Today it is the turn of the medicine cabinet, or the box under the sink, the drawer by your bed, depends where you keep you stash. Yes i mean stash! If you have a chronic medical condition you always have a stash, especially when you depend on those pills and fear being without them when you may desperately need them – so yes you have a stash! I know because i have a stash too!
Here are a few DO’s and Don’t of medication –
- use medication that is out of date
- use anyone else’s medication, even if you are prescribed the same thing
- buy medication over the internet – i am not talking about herbal remedies or supplements; vitamins and minerals, etc
- take supplements unless your Doctor knows, some can interact with other medications
- stop medication without discussion with a doctor
- over dose yourself – paracetamol is lethal drug, no more than 8x500mg tablets a day, taking one extra dose in 24 hours over a few days, will build up in your system and could eventually kill you; be aware that over the counter cough and cold medication often contain paracetamol, if the pharmacist doesn’t ask you then please tell them, take the repeat list with you to show them.

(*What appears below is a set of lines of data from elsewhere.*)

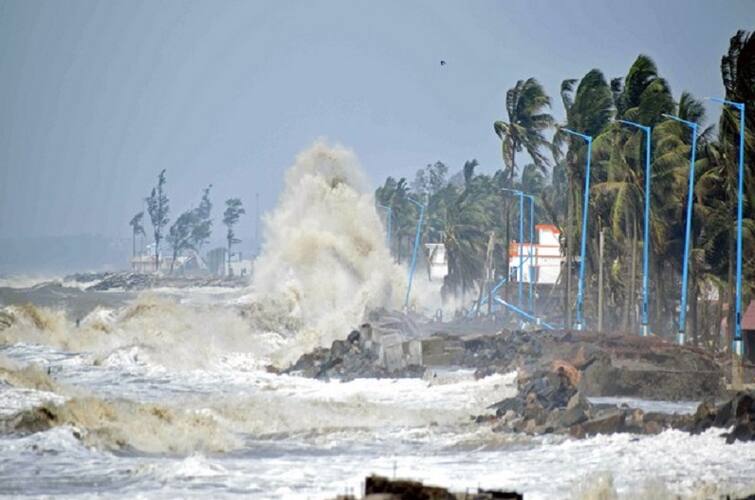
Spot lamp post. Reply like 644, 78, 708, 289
522, 193, 536, 316
663, 114, 697, 345
404, 198, 425, 309
562, 128, 592, 330
501, 188, 525, 307
708, 97, 745, 356
616, 120, 651, 337
378, 203, 393, 248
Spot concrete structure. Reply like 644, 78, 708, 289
130, 252, 207, 274
742, 300, 755, 364
509, 224, 564, 285
425, 243, 448, 281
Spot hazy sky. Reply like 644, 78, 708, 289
0, 0, 755, 246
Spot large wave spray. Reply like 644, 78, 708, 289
254, 141, 406, 361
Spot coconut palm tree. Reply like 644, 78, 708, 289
553, 69, 613, 324
493, 78, 554, 183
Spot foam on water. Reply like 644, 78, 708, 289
0, 142, 755, 498
248, 142, 406, 362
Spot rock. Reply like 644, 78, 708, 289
580, 410, 625, 435
364, 475, 524, 500
346, 330, 360, 344
724, 422, 755, 444
642, 420, 663, 434
554, 393, 590, 428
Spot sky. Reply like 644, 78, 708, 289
0, 0, 755, 250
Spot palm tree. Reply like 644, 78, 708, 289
553, 69, 613, 324
128, 210, 144, 257
493, 78, 554, 295
493, 78, 553, 183
375, 177, 418, 263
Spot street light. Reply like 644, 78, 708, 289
708, 97, 745, 356
562, 128, 592, 330
404, 198, 425, 309
378, 203, 393, 248
616, 120, 651, 337
663, 113, 697, 345
522, 193, 535, 316
501, 188, 525, 307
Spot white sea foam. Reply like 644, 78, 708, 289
248, 142, 406, 361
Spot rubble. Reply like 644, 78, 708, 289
338, 475, 524, 500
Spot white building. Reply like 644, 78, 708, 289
509, 224, 564, 285
425, 243, 448, 281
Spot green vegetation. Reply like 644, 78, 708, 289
375, 31, 755, 347
146, 169, 170, 271
223, 198, 246, 275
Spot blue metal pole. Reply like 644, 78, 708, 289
663, 114, 697, 345
617, 120, 651, 337
563, 128, 592, 330
708, 97, 745, 356
524, 194, 535, 315
404, 198, 425, 309
517, 191, 524, 307
501, 188, 524, 307
732, 103, 745, 356
378, 203, 393, 248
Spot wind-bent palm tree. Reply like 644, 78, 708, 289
493, 78, 554, 302
553, 69, 613, 324
128, 210, 144, 257
493, 78, 553, 183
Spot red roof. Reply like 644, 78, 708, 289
742, 300, 755, 330
535, 224, 561, 234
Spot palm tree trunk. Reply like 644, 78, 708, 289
724, 235, 736, 351
687, 256, 700, 346
629, 217, 638, 330
564, 174, 574, 328
713, 286, 726, 352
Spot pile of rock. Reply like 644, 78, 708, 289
87, 273, 155, 292
688, 391, 755, 443
338, 475, 524, 500
284, 323, 424, 380
484, 363, 755, 443
460, 330, 724, 401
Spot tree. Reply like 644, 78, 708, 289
223, 198, 246, 274
128, 211, 144, 257
146, 169, 170, 272
168, 209, 199, 273
548, 69, 617, 324
375, 177, 414, 262
493, 78, 553, 183
191, 184, 212, 251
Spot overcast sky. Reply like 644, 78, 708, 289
0, 0, 755, 246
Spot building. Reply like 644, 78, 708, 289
742, 300, 755, 364
509, 224, 564, 285
425, 243, 448, 281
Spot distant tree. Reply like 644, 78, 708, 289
146, 169, 170, 271
168, 209, 199, 273
191, 184, 212, 251
223, 198, 246, 274
128, 210, 144, 257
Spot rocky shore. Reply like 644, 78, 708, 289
337, 475, 524, 500
476, 365, 755, 443
63, 271, 249, 292
286, 314, 725, 401
285, 314, 755, 443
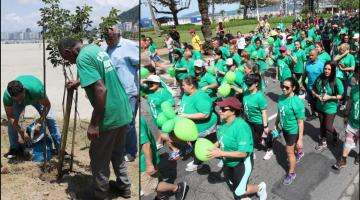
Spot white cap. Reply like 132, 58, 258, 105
144, 74, 161, 83
194, 59, 205, 67
353, 33, 359, 39
226, 58, 234, 65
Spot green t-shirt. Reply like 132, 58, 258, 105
278, 94, 305, 134
220, 47, 230, 60
174, 57, 189, 80
76, 44, 132, 131
232, 53, 241, 67
294, 49, 306, 73
243, 91, 267, 124
318, 51, 331, 64
349, 85, 360, 129
178, 89, 217, 134
215, 59, 228, 83
313, 78, 344, 114
217, 117, 254, 167
192, 50, 204, 60
186, 59, 195, 77
146, 88, 175, 126
140, 116, 160, 172
255, 48, 267, 73
336, 53, 355, 80
276, 55, 294, 83
198, 72, 217, 102
149, 43, 157, 55
3, 75, 44, 106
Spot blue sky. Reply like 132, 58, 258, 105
1, 0, 139, 32
140, 0, 239, 18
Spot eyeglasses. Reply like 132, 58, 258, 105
280, 84, 290, 90
220, 107, 231, 112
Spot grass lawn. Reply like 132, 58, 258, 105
141, 23, 291, 48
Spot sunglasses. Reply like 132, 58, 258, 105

- leave them where a child can get them, pretty colours mean they often look like sweets
- throw unused medication in the bin
- or down the toilet
- or down the sink
- take all unused and out of date medication back to the chemist – even if it’s half a strip
- if you are on repeat medications and you just pick up at the chemist once a month then (i do or i phone and they deliver it)-
- check what medications you need before you go to collect
- check the medication in the bag before you leave the chemist and in front of the pharmacist
- check that it has your information on it
- check the doses
- and the expiry dates too – normally stamped at the end of the box
- if they have collected an old prescription from your doctor’s and have issued medication that you are no longer taking then hand it back to them straight away
- if you take the medication out of the chemist and then take it back, even if the seal as not been tampered with then the medication will need to be destroyed
- if you hand it back before you leave they are allowed to removed your name and information and reissue it to someone else
- if (like me) you receive free prescription medication then be aware that for every item issued to you and you accept then the chemist charges the government – so if you don’t need them don’t take them.
- take medication as prescribed
- be aware if you are starting a new medication, read the information that comes with it, especially the side effects
- mild side effects are often caused by the body getting use to the medication and should disappear within about 2-3 weeks
- if you have or think you are having a serve negative reaction to a medication, stop it immediately and phone the surgery and speak to a doctor (not just the receptionist), if it is life threatening call an ambulance
- If you are going into hospital take your medication with you, not just a list, the staff will appreciate it. However if they stop a medication they should ask you for the remaining tablets, if there is any and if any new tablets are prescribed they should issue you with at least 2 weeks supply, giving you time to get to your own doctors for more.
- be sensible and be safe!
Note: I tried to figured out who exactly was charged for free prescriptions but wasn’t able to do so. Also in case you are wondering i have been a Registered Nurse since 1984 although i now no longer practice, but i was practising up to four years ago.